A Casa de Detenção do Carandiru foi inaugurada em 1920 para ser um modelo de modernidade penal. No entanto, ao longo do tempo, tornou-se sinônimo de degradação. Em 1992, abrigava quase 7 mil presos em condições desumanas, sem assistência adequada, com superlotação e violência cotidiana. O Pavilhão 9, que deveria receber presos provisórios ou de menor periculosidade, era um dos locais mais tensos do complexo. Uma briga entre dois detentos por dívida interna se transformou em rebelião. A PM foi acionada, e, sob comando do coronel Ubiratan Guimarães, decidiu pela invasão. O resultado: 111 mortos, muitos deles executados à queima-roupa, e uma ferida aberta na história do país.

Impactos e Narrativas em Disputa

A versão oficial sustentou que a operação foi em legítima defesa, mas os relatos de sobreviventes descrevem um cenário de execução sumária: presos desarmados foram mortos mesmo após se renderem.
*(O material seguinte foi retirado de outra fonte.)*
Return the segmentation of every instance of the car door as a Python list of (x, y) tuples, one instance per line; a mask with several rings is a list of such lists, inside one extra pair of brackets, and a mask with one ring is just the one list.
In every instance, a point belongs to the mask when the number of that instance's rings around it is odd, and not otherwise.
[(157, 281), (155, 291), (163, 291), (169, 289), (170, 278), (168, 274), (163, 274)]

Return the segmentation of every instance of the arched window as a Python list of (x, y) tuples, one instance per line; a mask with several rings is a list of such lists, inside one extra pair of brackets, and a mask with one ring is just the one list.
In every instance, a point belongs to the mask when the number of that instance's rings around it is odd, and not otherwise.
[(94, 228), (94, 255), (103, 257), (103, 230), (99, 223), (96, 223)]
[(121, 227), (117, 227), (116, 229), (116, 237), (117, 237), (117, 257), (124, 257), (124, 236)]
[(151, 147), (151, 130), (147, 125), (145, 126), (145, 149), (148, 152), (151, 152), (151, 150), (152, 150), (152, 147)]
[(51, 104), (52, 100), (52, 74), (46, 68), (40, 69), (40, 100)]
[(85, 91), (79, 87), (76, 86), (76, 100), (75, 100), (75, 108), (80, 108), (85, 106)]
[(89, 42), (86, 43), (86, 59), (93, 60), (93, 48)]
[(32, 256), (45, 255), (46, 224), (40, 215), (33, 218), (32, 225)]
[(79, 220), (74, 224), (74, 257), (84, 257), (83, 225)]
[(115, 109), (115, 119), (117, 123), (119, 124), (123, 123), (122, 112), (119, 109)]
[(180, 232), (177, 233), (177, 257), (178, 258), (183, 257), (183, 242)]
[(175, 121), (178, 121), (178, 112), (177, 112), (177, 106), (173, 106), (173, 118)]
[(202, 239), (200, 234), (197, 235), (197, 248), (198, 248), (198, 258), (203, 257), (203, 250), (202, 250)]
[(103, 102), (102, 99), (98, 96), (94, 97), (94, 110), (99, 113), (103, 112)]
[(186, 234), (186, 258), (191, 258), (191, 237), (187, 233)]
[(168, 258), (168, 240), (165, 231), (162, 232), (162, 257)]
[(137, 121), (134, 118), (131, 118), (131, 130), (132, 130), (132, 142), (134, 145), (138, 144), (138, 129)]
A perícia confirmou mais de 500 disparos dentro do pavilhão, e muitos corpos tinham múltiplos tiros. A repercussão foi imediata: jornais internacionais, como o Washington Post, denunciaram a brutalidade policial, enquanto a Anistia Internacional classificou o episódio como chacina. Mais do que uma tragédia isolada, o massacre escancarou a aceitação da violência de Estado como método de controle social. Um de seus efeitos mais duradouros foi a fundação, em 1993, do Primeiro Comando da Capital (PCC), facção que nasceu da necessidade de organização dos presos após o trauma coletivo.

Da Impunidade à Memória

O percurso judicial foi marcado por lentidão e reviravoltas. Em 2001, o coronel Ubiratan foi condenado a 632 anos de prisão, mas em 2006 foi absolvido. Entre 2013 e 2014, dezenas de policiais foram condenados pelo júri popular, apenas para verem suas penas anuladas em 2016. Em 2023, o Supremo Tribunal Federal restabeleceu as condenações, mas em 2024 a Justiça de São Paulo extinguiu as penas com base em indultos presidenciais — decisão contestada nacional e internacionalmente. Paralelamente, o complexo prisional foi demolido, e em seu lugar surgiu o Parque da Juventude, um espaço de lazer e cultura. Ainda assim, o Carandiru permanece vivo na memória coletiva, lembrado em livros, filmes e movimentos sociais como a prova de que a violência estatal não traz ordem, mas sim mais desordem e desigualdade.

Trinta e três anos depois, o Massacre do Carandiru continua sendo um dos maiores símbolos da violência de Estado e da cultura da impunidade no Brasil. Ele mostra que a justiça falha quando se trata de responsabilizar agentes do poder público e que as feridas abertas pela violência institucional não cicatrizam facilmente. Relembrar o Carandiru não é apenas revisitar o passado, mas reafirmar o compromisso com os direitos humanos, a democracia e a necessidade de um sistema prisional mais justo e humano.